Acacia debilis, commonly known as spindly wattle, is a species of flowering plant in the family Fabaceae and is endemic to eastern Australia. It is a spindly shrub or tree with leathery, bipinnate leaves, spherical heads of yellow or golden yellow flowers and straight-sided, more or less leathery pods.

==Description==
Acacia debilis is a spindly, erect or spreading shrub or tree that typically grows to a height of 2.5–6 m and has smooth greyish to reddish green bark. Its branchlets are terete, sometimes ridged and glabrous.

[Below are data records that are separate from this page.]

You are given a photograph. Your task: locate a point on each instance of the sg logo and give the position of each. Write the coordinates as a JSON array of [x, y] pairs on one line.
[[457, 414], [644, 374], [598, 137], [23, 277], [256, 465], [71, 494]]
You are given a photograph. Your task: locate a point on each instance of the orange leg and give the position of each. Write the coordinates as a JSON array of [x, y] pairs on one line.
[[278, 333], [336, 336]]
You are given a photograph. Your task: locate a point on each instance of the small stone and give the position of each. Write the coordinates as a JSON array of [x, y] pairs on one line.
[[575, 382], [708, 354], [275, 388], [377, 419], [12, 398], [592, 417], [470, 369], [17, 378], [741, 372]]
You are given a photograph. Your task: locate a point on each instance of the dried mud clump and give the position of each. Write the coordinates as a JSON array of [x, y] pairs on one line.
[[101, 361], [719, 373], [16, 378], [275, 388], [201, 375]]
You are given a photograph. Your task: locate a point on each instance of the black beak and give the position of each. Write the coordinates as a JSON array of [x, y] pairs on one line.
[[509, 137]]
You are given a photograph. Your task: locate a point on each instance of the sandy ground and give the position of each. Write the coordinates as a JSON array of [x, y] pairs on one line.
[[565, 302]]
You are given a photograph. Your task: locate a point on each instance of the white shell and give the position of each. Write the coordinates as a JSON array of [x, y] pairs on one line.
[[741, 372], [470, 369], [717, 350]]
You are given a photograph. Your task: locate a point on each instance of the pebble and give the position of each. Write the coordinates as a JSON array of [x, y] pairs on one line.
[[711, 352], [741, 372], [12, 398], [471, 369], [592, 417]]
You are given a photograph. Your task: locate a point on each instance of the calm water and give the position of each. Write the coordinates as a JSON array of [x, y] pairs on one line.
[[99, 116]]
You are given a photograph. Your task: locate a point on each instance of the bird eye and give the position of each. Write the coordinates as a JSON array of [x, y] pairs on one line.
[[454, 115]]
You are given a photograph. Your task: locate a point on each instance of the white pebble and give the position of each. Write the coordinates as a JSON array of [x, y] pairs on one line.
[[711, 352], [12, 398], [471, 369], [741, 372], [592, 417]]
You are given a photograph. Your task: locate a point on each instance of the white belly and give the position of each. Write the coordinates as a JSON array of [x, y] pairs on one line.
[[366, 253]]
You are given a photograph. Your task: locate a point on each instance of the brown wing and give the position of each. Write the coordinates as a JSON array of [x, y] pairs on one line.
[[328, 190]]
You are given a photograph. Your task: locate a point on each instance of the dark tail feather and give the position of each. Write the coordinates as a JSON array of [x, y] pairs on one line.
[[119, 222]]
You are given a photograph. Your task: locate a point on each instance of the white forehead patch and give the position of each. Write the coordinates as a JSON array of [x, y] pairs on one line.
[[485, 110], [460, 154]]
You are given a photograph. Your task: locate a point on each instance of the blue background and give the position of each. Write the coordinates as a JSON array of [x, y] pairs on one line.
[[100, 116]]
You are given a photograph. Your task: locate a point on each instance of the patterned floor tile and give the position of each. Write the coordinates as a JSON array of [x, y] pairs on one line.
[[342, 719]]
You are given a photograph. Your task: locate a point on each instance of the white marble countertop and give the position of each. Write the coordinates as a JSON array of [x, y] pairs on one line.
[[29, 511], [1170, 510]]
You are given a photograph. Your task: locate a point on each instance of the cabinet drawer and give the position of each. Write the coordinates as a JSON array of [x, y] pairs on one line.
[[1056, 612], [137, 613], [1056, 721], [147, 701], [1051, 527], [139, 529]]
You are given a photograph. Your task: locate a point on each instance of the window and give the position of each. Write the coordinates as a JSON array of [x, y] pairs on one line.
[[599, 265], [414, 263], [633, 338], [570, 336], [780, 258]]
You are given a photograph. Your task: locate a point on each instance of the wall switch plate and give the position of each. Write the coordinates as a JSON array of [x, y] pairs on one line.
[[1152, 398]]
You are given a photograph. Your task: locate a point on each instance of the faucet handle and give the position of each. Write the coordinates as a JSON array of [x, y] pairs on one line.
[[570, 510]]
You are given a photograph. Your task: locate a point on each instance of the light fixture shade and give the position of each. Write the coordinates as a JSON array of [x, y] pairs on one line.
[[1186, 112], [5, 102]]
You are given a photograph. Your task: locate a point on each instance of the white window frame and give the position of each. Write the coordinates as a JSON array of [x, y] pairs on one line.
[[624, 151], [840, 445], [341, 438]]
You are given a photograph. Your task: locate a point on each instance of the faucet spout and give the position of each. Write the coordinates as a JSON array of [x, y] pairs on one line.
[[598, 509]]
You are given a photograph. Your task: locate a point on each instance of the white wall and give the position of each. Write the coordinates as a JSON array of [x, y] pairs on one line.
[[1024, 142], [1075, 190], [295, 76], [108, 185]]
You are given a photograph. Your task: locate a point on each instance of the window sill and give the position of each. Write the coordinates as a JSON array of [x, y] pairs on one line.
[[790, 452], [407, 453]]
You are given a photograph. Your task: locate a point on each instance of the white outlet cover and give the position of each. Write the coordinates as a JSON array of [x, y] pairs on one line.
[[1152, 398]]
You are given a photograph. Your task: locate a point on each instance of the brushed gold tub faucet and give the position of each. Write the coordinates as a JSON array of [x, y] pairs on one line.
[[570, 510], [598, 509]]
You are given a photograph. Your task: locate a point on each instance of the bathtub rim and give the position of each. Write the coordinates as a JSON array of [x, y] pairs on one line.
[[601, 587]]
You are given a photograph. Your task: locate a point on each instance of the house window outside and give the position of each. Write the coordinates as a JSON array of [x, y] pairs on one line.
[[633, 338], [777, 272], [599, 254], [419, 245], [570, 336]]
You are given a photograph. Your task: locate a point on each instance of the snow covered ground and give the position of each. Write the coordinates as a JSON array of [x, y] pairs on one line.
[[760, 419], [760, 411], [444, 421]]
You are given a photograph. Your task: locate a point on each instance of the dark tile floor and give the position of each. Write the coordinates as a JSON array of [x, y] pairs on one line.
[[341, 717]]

The leaves are bipinnate and leathery, on a petiole 10–40 mm long, with up to 4 pairs of pinnae, each with 5 to 17 pairs of more or less oblong to narrowly oblong pinnules 6–20 mm long and 2–6 mm wide on a rhachis 10–70 mm long. The flowers are borne in 8 o 25 spherical heads in racemes in leaf axils on a peduncle 3–8 mm long, each head 4–7.5 mm in diameter with 15 to 33 bright yellow or golden yellow flowers. Flowering occurs between July and September and the pods are straight to slightly curved, 55–135 mm long and 9–13.5 mm wide and thinly leathery with a white powdery coating.

==Taxonomy==
Acacia debilis was first formally described in 1978 by Mary Tindale in the journal Telopea from specimens collected near Wambo Creek, 17.2 km south-west of Kogan in 1975. The specific epithet (debilis) means 'weak', 'feeble' or 'frail', referring to the habit of this species.

==Distribution==
Spindly wattle is found in from Taroom in south eastern Queensland to the Pilliga forest and Tenterfield in northern New South Wales where it grows along creek banks, often in dry sclerophyll forest or woodland, in sandy soils.